Na niskie temperatury w izbie przyjęć Świętokrzyskiego Centrum Pediatrii skarżą się nasi słuchacze, którzy ze swoimi dziećmi w ostatnich dniach musieli przyjechać do szpitala.
Anna Mazur – Kałuża, rzecznik Wojewódzkiego Szpitala Zespolonego w Kielcach przyznaje, że faktycznie w pomieszczeniu, gdzie działa izba przyjęć dla dzieci może być chłodniej. Jak wyjaśnia, drzwi otwierają się tam automatycznie, a co chwila ktoś wchodzi bądź wychodzi z izby przyjęć.
– W tej chwili zrobiliśmy wszystko, by pacjenci byli w jak najmniejszym stopniu narażeni na chłodne powietrze. Zasięg czujnika zamontowanego w automatycznych drzwiach prowadzących na izbę przyjęć, który reaguje na ruch, został zmniejszony do minimum – dodaje Anna Mazur – Kałuża. Dodatkowo mechanizm drzwi został tak ustawiony, że otwierają się one tylko w 50%, co także ma zatrzymywać ciepło w pomieszczeniu.
Poza tym działa nawiew ciepłego powietrza, jednak przy tak niskich temperaturach niewiele pomaga.

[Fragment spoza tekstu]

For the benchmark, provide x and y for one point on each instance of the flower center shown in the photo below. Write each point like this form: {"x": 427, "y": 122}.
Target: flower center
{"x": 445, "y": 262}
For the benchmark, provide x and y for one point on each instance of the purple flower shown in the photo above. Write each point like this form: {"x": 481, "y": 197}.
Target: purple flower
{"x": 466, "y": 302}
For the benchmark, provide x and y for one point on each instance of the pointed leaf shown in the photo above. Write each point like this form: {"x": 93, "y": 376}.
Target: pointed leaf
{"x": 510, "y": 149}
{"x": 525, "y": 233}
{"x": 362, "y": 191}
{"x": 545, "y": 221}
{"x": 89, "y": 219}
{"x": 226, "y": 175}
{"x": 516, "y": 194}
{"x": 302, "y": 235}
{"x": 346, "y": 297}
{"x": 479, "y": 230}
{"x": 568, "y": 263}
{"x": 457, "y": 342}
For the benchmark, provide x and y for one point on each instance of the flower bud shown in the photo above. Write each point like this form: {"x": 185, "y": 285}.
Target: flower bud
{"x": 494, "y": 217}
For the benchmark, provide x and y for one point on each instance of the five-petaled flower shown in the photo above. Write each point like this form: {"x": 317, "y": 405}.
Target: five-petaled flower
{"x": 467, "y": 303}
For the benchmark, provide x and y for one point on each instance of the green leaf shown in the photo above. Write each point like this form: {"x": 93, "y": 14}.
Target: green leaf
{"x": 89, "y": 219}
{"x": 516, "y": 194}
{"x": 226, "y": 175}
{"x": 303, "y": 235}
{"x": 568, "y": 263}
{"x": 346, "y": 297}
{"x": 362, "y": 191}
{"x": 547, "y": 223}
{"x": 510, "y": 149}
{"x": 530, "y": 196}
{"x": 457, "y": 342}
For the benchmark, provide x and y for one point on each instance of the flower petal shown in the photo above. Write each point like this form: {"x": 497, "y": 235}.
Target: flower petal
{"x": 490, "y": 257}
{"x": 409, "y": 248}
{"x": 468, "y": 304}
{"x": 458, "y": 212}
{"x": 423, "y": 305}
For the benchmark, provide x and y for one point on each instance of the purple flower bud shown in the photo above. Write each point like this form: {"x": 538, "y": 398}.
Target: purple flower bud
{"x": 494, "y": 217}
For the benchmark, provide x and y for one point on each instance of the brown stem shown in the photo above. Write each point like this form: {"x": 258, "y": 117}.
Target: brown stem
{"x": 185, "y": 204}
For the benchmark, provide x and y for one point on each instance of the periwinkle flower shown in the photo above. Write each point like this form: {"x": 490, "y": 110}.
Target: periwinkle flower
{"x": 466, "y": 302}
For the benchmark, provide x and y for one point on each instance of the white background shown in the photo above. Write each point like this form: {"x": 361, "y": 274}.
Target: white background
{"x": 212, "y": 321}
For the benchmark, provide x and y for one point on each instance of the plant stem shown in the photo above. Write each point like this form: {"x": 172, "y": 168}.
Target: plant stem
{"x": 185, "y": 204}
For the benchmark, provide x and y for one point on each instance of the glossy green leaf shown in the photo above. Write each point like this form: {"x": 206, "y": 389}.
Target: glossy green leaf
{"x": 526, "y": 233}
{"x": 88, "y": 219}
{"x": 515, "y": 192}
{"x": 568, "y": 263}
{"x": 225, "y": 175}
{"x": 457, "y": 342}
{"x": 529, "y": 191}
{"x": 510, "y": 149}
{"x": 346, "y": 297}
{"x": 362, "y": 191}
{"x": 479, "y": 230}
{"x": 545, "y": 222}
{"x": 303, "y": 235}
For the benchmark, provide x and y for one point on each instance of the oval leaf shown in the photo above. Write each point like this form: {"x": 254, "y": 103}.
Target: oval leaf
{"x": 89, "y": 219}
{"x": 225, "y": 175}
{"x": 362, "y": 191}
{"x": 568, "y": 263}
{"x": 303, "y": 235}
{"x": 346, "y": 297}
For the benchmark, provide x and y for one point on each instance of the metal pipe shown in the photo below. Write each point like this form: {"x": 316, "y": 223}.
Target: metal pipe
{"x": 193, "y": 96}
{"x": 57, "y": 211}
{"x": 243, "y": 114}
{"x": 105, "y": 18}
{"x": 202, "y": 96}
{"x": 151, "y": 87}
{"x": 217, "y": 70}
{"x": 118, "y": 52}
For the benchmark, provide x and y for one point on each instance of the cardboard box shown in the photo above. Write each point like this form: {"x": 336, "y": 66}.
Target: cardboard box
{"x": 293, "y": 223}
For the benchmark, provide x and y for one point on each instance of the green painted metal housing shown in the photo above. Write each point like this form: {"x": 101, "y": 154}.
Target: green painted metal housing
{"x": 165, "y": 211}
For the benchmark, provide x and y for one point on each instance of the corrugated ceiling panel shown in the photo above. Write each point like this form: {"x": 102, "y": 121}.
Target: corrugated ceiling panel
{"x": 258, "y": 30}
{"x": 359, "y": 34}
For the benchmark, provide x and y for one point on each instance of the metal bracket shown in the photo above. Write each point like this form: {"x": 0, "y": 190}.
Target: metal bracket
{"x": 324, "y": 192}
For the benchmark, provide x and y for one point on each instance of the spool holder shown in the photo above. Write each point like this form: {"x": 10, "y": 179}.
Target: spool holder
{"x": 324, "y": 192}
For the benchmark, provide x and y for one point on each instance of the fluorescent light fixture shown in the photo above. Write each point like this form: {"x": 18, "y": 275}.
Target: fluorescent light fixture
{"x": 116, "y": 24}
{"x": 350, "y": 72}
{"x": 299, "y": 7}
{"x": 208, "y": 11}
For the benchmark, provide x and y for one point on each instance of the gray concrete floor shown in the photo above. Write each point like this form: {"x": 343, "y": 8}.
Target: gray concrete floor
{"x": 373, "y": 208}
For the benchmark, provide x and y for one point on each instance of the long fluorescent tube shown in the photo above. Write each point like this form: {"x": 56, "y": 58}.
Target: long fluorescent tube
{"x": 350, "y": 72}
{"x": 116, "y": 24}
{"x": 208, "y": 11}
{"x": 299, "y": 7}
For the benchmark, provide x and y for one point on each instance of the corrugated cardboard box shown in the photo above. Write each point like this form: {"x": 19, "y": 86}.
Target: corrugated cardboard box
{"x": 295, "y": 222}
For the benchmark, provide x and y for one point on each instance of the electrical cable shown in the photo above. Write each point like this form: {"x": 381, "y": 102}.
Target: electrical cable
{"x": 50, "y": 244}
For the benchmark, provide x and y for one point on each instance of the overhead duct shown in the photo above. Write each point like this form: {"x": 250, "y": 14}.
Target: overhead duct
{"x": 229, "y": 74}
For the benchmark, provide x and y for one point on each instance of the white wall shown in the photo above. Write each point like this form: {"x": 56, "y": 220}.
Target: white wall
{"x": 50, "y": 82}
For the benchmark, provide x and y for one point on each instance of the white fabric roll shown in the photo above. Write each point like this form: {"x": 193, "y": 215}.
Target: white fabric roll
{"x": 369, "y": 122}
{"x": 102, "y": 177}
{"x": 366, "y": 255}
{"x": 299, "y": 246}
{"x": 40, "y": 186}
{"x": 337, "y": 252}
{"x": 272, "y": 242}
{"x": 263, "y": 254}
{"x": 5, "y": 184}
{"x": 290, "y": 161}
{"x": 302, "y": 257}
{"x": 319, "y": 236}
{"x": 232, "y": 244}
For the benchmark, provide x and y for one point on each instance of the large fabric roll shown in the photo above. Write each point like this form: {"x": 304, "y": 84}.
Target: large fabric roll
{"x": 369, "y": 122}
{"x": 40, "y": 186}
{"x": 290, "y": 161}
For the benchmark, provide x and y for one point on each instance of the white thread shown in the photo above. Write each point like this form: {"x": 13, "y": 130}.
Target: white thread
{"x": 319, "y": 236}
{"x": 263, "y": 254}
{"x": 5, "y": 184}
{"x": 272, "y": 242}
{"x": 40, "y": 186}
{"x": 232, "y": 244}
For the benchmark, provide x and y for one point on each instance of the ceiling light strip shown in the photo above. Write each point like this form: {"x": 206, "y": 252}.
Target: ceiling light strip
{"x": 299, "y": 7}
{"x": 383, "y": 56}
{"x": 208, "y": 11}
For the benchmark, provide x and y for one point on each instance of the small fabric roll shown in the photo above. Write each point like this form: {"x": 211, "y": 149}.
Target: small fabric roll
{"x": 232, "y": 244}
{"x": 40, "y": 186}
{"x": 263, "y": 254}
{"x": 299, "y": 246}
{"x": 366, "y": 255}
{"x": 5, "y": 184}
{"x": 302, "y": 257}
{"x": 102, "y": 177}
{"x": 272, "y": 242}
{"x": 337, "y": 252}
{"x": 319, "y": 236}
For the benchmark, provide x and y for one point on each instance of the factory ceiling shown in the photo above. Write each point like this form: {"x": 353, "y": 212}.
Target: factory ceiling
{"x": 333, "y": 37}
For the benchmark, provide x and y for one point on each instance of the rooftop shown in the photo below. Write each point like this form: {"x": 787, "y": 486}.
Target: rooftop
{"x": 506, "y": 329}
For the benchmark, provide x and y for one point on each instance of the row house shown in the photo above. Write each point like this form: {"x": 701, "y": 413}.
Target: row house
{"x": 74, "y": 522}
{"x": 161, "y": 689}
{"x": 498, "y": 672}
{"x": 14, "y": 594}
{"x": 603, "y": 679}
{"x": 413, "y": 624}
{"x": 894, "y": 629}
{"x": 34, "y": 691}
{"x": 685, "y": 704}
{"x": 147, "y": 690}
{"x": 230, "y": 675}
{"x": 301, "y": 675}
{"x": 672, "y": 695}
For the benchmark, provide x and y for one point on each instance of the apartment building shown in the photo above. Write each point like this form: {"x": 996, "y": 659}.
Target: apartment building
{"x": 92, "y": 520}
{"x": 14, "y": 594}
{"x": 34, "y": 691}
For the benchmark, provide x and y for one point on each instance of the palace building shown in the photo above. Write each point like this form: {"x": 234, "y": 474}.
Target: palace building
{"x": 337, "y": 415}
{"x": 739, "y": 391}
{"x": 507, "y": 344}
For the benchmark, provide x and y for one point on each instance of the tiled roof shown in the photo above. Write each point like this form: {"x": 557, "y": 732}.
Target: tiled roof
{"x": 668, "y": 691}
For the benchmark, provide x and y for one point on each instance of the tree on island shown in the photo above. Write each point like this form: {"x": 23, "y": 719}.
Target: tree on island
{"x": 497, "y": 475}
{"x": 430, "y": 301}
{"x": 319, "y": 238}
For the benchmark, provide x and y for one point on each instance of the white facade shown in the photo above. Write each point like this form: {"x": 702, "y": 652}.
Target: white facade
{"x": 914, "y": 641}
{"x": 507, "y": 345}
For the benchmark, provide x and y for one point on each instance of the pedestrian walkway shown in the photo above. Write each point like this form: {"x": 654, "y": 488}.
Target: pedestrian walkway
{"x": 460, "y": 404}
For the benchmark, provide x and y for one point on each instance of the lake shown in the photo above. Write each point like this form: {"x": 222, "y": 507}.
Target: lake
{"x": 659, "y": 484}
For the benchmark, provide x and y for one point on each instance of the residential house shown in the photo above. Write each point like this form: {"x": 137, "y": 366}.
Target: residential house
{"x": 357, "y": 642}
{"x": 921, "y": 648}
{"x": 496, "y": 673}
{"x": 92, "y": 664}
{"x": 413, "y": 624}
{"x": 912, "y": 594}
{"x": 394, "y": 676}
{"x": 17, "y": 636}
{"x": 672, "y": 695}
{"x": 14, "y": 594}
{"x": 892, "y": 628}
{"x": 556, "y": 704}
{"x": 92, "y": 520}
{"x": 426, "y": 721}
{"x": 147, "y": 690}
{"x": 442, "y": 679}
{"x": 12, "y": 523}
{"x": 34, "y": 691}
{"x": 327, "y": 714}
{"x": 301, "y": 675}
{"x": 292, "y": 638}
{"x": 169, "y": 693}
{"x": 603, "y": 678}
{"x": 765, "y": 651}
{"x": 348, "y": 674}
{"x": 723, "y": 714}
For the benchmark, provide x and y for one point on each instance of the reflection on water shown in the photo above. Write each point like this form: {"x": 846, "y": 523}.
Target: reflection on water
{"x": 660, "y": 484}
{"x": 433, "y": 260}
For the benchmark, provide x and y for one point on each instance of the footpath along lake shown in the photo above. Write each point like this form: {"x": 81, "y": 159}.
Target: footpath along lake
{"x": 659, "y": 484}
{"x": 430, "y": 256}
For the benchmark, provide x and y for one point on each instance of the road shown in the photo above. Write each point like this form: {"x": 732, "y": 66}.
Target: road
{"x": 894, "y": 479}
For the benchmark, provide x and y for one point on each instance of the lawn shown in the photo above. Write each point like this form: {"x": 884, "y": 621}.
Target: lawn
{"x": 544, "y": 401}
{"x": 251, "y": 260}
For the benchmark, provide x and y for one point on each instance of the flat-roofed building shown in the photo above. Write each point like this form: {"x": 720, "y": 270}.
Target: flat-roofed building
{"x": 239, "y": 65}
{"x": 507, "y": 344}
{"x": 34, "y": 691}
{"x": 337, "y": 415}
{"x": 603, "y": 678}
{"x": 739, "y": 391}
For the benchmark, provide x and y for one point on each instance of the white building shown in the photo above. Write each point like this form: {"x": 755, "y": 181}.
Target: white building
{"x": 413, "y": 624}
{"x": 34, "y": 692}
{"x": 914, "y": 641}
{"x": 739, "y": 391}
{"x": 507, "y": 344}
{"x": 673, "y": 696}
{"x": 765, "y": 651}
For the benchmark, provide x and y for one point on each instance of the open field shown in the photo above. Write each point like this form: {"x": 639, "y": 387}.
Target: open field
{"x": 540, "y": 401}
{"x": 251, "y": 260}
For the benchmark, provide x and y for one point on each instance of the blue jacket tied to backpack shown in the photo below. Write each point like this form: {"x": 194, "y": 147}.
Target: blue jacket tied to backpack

Rzeczniczka wyjaśnia, że powieszenie w drzwiach kotary jest niemożliwe ze względów technicznych. Dyrekcja szpitala rozważa różne scenariusze, by ograniczyć wypływ ciepła z izby przyjęć w Świętokrzyskim Centrum Pediatrii. Niewykluczone, że wejście zostanie przeniesione na bok budynku.